Hispanic broadcasters didn’t go unscathed, either. One Hispanic individual complained about the domination Univision had over the Spanish-speaking market; others complained about NBC Universal’s ownership of Telemundo, and layoffs at its WSNS-TV in Chicago.
And there was the subject of the Iraq War. Many complained about how news have become nothing but propaganda machines – not allowing contradicting views of the war. Many want the Fairness Doctrine restored.
And there were more complaints, from the lightning to how many minutes people got to speak.
But there were defenders of the media there as well. Many TV and radio stations trotted out their employees and charitable organizations that works with these companies. Former WGCI boss Marv Dyson blamed radio’s problems not on consolidation, but on the “me too” attitude that plagues the medium. He supports consolidation, but not until a significant amount of minority ownership has been achieved.
But one thing that irked yours truly were the number of those praising the corporations that owned these media outlets – people who are truly hacks. The lone exception was WGN-AM host John Williams, who made a good point about the radio station losing its localism if it was forced to be sold off .
As you know, The Tribune Co. is in the process of being sold to billionaire Sam Zell, and he needs FCC approval to keep his properties – WGN-AM, WGN-TV, and the Chicago Tribune – intact. While the cross-ownership rules bar one company from owning a radio, TV and a newspaper in one market, Tribune’s combo was grandfathered in – they owned the properties before 1975 when the rule took effect.
Zell got support from many prominent Illinois politicians, including Democratic senator Dick Durbin, and chances that the Tribune will be busted up is unlikely.
The interesting thing about the meetings Thursday is what wasn’t brought up. The XM/Sirius merger for one – how is this going to effect customers of satellite radio? What about the shoddy reporting of the Sun-Times- who like the rest of the media- don’t give a damn about Chicago. Who else could give Jay Mariotti a prominent position at the paper so he can use it for personal attacks?
Or WGCI’s firing of morning personality Howard McGee for syndicated lout Steve Harvey? A clear example of getting rid of a local voice for one from New York and one who doesn’t know much about Chicago, despite having a local show here in the mid 1990’s. McGee’s firing came despite the fact he was number one in adults 18-34 demo for his morning show.

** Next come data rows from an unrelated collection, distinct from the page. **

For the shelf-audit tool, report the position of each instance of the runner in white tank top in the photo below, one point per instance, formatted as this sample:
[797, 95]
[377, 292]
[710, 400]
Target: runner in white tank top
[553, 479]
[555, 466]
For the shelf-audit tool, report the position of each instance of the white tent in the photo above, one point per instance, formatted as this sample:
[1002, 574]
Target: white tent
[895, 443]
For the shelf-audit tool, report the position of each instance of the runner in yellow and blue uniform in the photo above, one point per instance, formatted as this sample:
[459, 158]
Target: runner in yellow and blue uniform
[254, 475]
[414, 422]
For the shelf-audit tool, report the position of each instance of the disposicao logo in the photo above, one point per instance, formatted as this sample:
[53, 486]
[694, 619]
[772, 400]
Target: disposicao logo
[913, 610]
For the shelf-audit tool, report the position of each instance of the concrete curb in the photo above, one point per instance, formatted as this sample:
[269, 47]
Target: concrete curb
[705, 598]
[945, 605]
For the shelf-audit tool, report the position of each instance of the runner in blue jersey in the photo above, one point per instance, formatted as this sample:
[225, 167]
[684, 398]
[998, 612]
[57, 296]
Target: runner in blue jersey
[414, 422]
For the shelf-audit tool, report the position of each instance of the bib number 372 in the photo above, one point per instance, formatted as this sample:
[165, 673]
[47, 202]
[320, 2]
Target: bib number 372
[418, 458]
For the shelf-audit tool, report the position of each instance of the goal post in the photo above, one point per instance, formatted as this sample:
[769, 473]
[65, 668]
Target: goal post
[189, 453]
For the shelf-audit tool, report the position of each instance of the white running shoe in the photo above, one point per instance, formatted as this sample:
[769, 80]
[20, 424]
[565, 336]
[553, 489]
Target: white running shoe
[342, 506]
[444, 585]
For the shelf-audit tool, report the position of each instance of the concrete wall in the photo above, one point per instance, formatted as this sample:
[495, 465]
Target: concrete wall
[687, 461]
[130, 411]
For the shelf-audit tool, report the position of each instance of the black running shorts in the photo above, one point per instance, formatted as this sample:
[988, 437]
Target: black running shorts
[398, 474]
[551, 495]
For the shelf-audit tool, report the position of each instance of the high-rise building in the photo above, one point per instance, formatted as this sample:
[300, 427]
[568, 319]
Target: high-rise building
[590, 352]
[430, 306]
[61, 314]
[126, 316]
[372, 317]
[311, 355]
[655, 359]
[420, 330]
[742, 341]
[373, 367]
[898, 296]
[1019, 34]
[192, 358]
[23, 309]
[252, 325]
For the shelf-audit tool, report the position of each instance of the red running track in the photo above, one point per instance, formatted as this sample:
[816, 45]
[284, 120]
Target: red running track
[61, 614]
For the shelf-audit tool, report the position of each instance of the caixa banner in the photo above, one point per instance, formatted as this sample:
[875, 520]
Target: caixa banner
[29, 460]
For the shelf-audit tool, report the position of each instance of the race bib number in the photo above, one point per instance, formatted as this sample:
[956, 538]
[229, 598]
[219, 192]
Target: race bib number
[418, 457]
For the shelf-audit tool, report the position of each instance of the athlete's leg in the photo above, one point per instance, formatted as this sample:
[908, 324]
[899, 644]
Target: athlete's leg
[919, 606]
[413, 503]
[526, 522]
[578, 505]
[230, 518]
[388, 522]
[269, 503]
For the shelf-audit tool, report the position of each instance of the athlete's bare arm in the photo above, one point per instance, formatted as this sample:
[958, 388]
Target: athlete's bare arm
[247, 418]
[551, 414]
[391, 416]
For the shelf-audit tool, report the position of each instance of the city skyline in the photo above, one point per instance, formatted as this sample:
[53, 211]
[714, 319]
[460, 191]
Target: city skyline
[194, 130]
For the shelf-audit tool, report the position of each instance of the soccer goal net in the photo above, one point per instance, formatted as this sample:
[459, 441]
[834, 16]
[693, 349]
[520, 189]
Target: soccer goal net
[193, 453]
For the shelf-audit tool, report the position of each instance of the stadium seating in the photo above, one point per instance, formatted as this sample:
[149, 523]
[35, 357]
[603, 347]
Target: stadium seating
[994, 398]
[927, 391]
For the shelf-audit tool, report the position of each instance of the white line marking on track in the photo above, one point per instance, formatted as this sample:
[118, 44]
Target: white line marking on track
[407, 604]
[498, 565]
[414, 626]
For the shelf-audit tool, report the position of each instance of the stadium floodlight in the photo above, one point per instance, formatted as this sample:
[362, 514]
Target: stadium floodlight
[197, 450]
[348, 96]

And of course, what about former WMAQ-TV reporter Amy Jacobson appearing at the Stebic house last July wearing a bikini, caught on tape by rival WBBM-TV, which was there in the neighbor’s yard only to embarrass her. WMAQ didn’t do itself no favors, by firing Jacobson.
XM/Sirius aside, all of this demonstrates that Chicago is sick of big media, their antics, and the way they treat our communities. We are tired, mad as hell, and we are not going to take it anymore!
The sad part about all this is the FCC (at least the commissioners not named Adlestein or Copps), looked like they were hardly interested. They acted like we were a bunch of whiny individuals who need to get a life.
Bullshit. Chicago’s residents – from all walks of life – all colors, all religions – want better from the companies who serve us through the public airwaves – the airwaves WE OWN. The FCC mission is to make decisions regarding telecommunications that serve the public interest, not major corporations.
While the FCC is hell bent on answering for right-wing groups like the Parents Television Council on indecency, it won’t do a damn thing for anyone else, particularly minorities, who clearly lack representation in media and is a more pressing issue. You guys are not doing your job.
Let me cut to the point: either do your job to serve the public interest, or we’ll elect politicians in 2008 who will no doubt replace you.